Greenbox, CC 4.0

Benjamin Lucas (député écologiste) : “je propose de faire péage gratuit en taxant les superprofits des compagnies autoroutières”

Création : 16 juillet 2024

Auteur : Jean-Paul Markus, professeur de droit public à l’Université Paris-Saclay

Relectrice : Isabelle Muller-Quoy, maître de conférences HDR en droit public à l’Université de Picardie Jules Verne

Liens d’intérêts ou fonctions politiques déclarés des intervenants à l’article : aucun

Secrétariat de rédaction : Guillaume Baticle

Source : Compte X de Benjamin Lucas, 10 juillet 2024

Rendre les péages gratuits suppose de rompre les contrats de concessions actuels avec les sociétés autoroutières, ce qui coûtera un “pognon de dingue” pour les indemniser…
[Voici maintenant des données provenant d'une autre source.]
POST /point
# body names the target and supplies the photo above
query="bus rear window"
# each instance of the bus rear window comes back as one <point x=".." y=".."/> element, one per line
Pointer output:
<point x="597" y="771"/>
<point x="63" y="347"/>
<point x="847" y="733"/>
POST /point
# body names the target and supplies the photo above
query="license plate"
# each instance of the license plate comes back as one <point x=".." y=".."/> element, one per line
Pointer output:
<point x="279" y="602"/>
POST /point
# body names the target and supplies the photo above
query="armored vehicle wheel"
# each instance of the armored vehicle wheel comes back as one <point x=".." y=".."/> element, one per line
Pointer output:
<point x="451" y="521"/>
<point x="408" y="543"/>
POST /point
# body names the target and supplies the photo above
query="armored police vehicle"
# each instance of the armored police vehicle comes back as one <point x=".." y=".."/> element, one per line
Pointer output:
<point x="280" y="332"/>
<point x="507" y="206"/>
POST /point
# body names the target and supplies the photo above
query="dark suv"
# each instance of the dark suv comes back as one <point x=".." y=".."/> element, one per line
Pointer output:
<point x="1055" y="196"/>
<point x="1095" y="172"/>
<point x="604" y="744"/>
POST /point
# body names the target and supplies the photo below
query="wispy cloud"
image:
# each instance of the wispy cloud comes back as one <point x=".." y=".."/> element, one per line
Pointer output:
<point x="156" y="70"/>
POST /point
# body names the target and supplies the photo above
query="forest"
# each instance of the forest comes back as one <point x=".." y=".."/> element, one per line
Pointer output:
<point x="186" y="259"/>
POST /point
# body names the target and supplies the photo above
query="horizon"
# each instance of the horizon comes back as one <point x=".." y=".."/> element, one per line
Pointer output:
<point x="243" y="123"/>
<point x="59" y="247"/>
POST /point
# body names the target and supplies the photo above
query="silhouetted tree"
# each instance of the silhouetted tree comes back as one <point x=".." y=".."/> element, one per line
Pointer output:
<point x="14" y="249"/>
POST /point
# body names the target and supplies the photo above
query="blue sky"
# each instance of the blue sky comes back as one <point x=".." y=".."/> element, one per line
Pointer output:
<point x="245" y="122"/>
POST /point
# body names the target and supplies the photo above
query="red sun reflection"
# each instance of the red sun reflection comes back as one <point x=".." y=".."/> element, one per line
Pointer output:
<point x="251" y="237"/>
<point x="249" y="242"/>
Interrogé par RMC, Benjamin Lucas, député Écologiste, propose de “faire péage gratuit en taxant les superprofits des compagnies autoroutières“. Si nous n’avons pas d’avis à faire valoir sur l’objectif, la méthode interpelle juridiquement et relève du non-sens.

L’État est lié par contrat aux compagnies autoroutières

Les compagnies autoroutières et l’État sont liés par un contrat appelé “concession”, au terme duquel les premières prennent en charge la construction et l’entretien d’une autoroute (ou seulement l’entretien si l’autoroute existe déjà), moyennant une rémunération par l’usager, à savoir l’automobiliste qui s’arrête au péage pour verser ce qu’on appelle en droit une “redevance”. Parce que l’investissement de départ est important pour les compagnies, la durée du contrat peut être longue (parfois jusqu’à trente ans), afin d’assurer à la compagnie autoroutière un retour sur investissement.

Actuellement, toutes les autoroutes payantes de France sont exploitées selon ce régime, avec un contrat de concession en cours. “Faire péage gratuit” implique donc soit de rompre le contrat, soit d’en revoir les clauses. Et comme tout contrat fait loi entre les parties, les compagnies autoroutières ne pourront pas s’opposer à cette décision, mais elles auront droit à indemnisation de leur manque à gagner par l’État.

On a déjà vu des exemples avec la rupture du contrat entre l’État et Ecomouv’ à la suite du mouvement des “bonnets rouges” en Bretagne : après l’abandon d’une taxe sur les poids lourds devant être perçue automatiquement grâce à des portiques installés par Ecomouv’, cette société a dû être indemnisée.

Donc “faire péage gratuit” c’est possible, mais il y aura un coût énorme pour l’État, car on change alors de modèle économique : c’est le contribuable – et non plus l’automobiliste – qui indemnisera les compagnies autoroutières puis qui payera les autoroutes, même s’il n’a pas de voiture.

Superprofits taxés et gratuité en même temps ?

À ce stade du raisonnement nous sommes perplexes : instaurer la gratuité des autoroutes mettrait fin aux superprofits des compagnies autoroutières, et même au contrat lui-même avec l’État. Donc il n’y aurait plus rien à taxer. Benjamin Lucas a-t-il fait allusion aux profits passés qu’il faudrait taxer ? Là encore, deux obstacles : d’abord, un impôt ne peut être rétroactif que sur l’année en cours. Seraient donc visés les seuls profits réalisés en 2024. Ensuite, il y a encore le contrat de concession. Ce serait trop facile pour l’État de conclure un contrat avec les sociétés autoroutières selon un équilibre économique négocié, puis de rompre cet équilibre en contournant le contrat par la fiscalité. C’est entre autres ce qu’a affirmé le Conseil d’État dans un avis du 8 juin 2023.